Create Stunning Animated Videos with Ease: A Flux.1 and WanVideo Tutorial

CN
ComfyUI.org
2025-03-17 10:59:19

Workflow Overview

m8cybjy60q531g812qtdd4771f5bf6b6eac5b6ba34ed18775a33ea0a51ac31dc70f92afd6a1b26eb9bf5.gif

This workflow integrates the Flux.1 model and WanVideo plugin to generate an image from text and convert it into a short video. Its main functions are:

  1. Generating a high-quality image using Flux.1 based on a text prompt.

  2. Converting the image into a short animation video using WanVideo, keeping the scene stable while animating specific elements (e.g., a person).

  3. Outputting a final MP4 video.

Core Models

  • Flux.1 (flux1-dev.sft): Efficient diffusion model for high-detail image generation.

  • LoRA (梦幻粘土世界_v1.0.safetensors): Fine-tunes Flux.1 for a dreamy clay style.

  • CLIP (DualCLIPLoader): Loads two CLIP models (runwayml and sd3/clip_l) for prompt processing.

  • VAE (ae.sft): Encodes/decodes images for Flux.1.

  • WanVideo Model (wan2.1_i2v_480p_14B_bf16_Comfy-Org.safetensors): Image-to-video generation model.

  • WanVideo T5 (umt5-xxl-enc-bf16.safetensors): Advanced text encoder for animation prompts.

  • WanVideo CLIP (open-clip-xlm-roberta-large-vit-huge-14_fp16.safetensors): Processes image embeddings.

  • WanVideo VAE (Wan2_1_VAE_bf16.safetensors): Encodes/decodes for video generation.

Component Explanation

  1. UNETLoader: Loads the Flux.1 model.

    • Installation: Default ComfyUI node.

  2. DualCLIPLoader: Loads dual CLIP models.

    • Installation: Default ComfyUI node.

  3. VAELoader: Loads Flux.1’s VAE.

    • Installation: Default ComfyUI node.

  4. CLIPTextEncode: Encodes positive prompts.

    • Installation: Default ComfyUI node.

  5. FluxGuidance: Adjusts Flux.1 generation guidance strength.

    • Installation: Default ComfyUI node.

  6. BasicGuider: Provides sampling guidance.

    • Installation: Default ComfyUI node.

  7. SamplerCustomAdvanced: Advanced sampler for latent image generation.

    • Installation: Default ComfyUI node.

  8. VAEDecode: Decodes latent images.

    • Installation: Default ComfyUI node.

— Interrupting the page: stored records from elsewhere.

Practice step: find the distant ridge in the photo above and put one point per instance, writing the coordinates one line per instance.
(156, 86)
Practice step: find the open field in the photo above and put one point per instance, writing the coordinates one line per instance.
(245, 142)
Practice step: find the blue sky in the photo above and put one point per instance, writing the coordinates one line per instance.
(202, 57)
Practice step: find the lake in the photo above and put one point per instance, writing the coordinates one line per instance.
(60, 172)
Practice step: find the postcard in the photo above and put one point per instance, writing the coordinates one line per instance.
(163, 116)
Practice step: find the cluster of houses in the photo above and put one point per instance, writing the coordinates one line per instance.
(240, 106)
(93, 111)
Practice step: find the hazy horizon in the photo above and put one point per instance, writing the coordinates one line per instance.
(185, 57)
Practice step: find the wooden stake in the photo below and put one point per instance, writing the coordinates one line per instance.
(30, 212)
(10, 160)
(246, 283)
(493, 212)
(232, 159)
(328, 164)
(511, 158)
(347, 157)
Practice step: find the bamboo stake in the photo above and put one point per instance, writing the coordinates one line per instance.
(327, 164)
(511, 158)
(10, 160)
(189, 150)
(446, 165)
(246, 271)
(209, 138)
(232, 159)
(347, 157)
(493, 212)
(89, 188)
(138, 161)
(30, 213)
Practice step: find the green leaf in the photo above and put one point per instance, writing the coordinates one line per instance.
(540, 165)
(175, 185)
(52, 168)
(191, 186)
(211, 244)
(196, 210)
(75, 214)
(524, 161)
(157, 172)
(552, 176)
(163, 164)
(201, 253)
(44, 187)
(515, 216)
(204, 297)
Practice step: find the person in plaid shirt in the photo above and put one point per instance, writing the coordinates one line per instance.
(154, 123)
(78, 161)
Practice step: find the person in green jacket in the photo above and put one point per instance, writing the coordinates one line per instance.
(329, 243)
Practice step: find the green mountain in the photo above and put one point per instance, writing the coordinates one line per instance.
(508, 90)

  9. LoraLoader: Loads LoRA model.

    • Installation: Default ComfyUI node.

  10. WanVideoModelLoader: Loads WanVideo model.

    • Installation: Install via ComfyUI Manager (WanVideo plugin); model from official source.

  11. LoadWanVideoT5TextEncoder: Loads T5 text encoder.

    • Installation: WanVideo plugin.

  12. LoadWanVideoClipTextEncoder: Loads WanVideo CLIP.

    • Installation: WanVideo plugin.

  13. WanVideoVAELoader: Loads WanVideo VAE.

    • Installation: WanVideo plugin.

  14. WanVideoTextEncode: Encodes animation prompts.

    • Installation: WanVideo plugin.

  15. WanVideoImageClipEncode: Encodes input image.

    • Installation: WanVideo plugin.

  16. WanVideoSampler: Generates video latent space.

    • Installation: WanVideo plugin.

  17. WanVideoDecode: Decodes video frames.

    • Installation: WanVideo plugin.

  18. VHS_VideoCombine: Combines frames into MP4 video.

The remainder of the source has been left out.